Vancouver – The continuing battle over rights to the Las Cristinas gold project in the Kilometre 88 region of southeastern Venezuela has now seen Vannessa Ventures (VVV-V) formalizing its arbitration procedure against the Venezuelan Government.

The company has registered its Request for Arbitration against Venezuela through the International Centre for Settlement of Investment Disputes (ICSID), part of the World Bank Group.

Vannessa Ventures alleges that its contractual rights to develop Las Cristinas were expropriated by the government. Vannessa’s 95%-owned subsidiary, Minera Las Cristinas (MINCA), contests that it still holds the development rights to the proposed mega gold project.
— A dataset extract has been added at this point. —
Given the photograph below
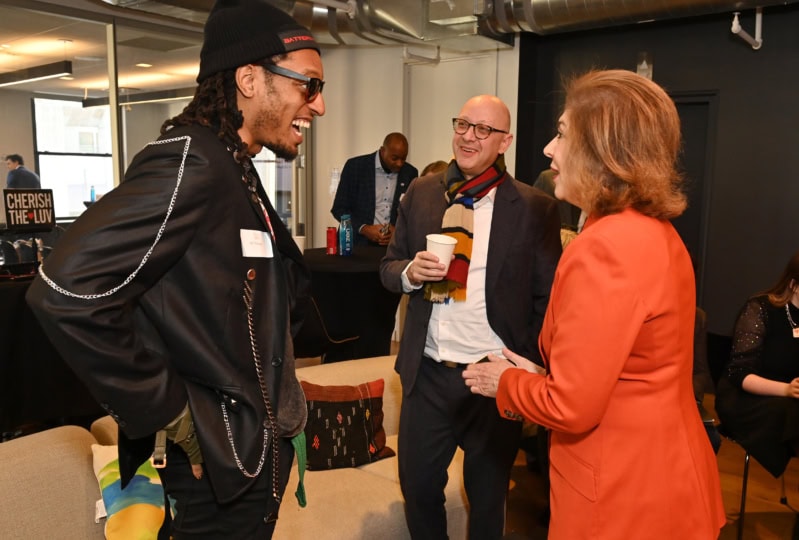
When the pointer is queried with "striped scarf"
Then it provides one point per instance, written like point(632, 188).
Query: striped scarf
point(458, 223)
The Venezuelan government and its agency Corporacion Venezolana de Guayana (CVG), which owns 5% of MINCA, are being called to the carpet by Vannessa who claim the actions taken contravene the Bilateral Investment Treaty in place between Canada and Venezuela.

The company outlined that it feels the expropriation was conducted without due process and in discriminatory manner. Further, Vannessa cited no timely compensation for the actions.
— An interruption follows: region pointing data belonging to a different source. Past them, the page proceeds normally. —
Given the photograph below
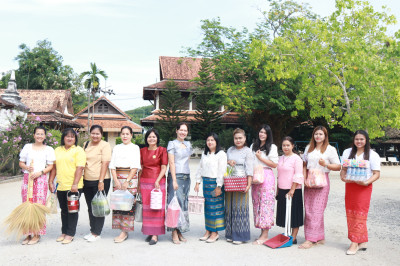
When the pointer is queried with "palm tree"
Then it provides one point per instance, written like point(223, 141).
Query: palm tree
point(92, 84)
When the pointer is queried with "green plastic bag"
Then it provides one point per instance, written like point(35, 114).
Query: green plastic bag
point(100, 206)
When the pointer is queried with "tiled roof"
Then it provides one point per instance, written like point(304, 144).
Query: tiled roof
point(227, 118)
point(109, 102)
point(162, 85)
point(112, 125)
point(55, 118)
point(179, 68)
point(46, 101)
In referencing the Bilateral Investment Treaty, as part of its application to ICSID, Vannessa seeks restitution through the return of its contractual rights to develop Las Cristinas and all confiscated property, plus monetary damages of US$50-million plus interest. Alternatively, in lieu of the above restitution, it seeks monetary damages of US$1.045-billion plus interest for out-of-pocket expenses of about US$180-million, incurred by previous operators including Placer Dome (PDG-T), and for lost profits of US$865-million.

The World Bank’s ICSID was first established in 1966 to facilitate the settlement of investment disputes between governments and foreign investors.

The Las Cristinas project is presently under control of Toronto-based Crystallex International (KRY-T) that have completed a feasibility study on the gold deposit and plan initial production in 2006, at a rate of about 300,000 ounces per year.

Vannessa Ventures acquired Placer Dome’s Venezuelan operating company and all associated assets in 2001. The Venezuelan Government, through CVG, has refused to accept the sale by Placer Dome to Vannessa, rejecting it outright. The points of contention between the opposing groups show little signs of abating and will likely continue for the foreseeable future.

As of the latest figures, Vannessa Ventures reports 75 million shares outstanding giving a market capitalization of about $30-million at its recent trading price of 40 per share.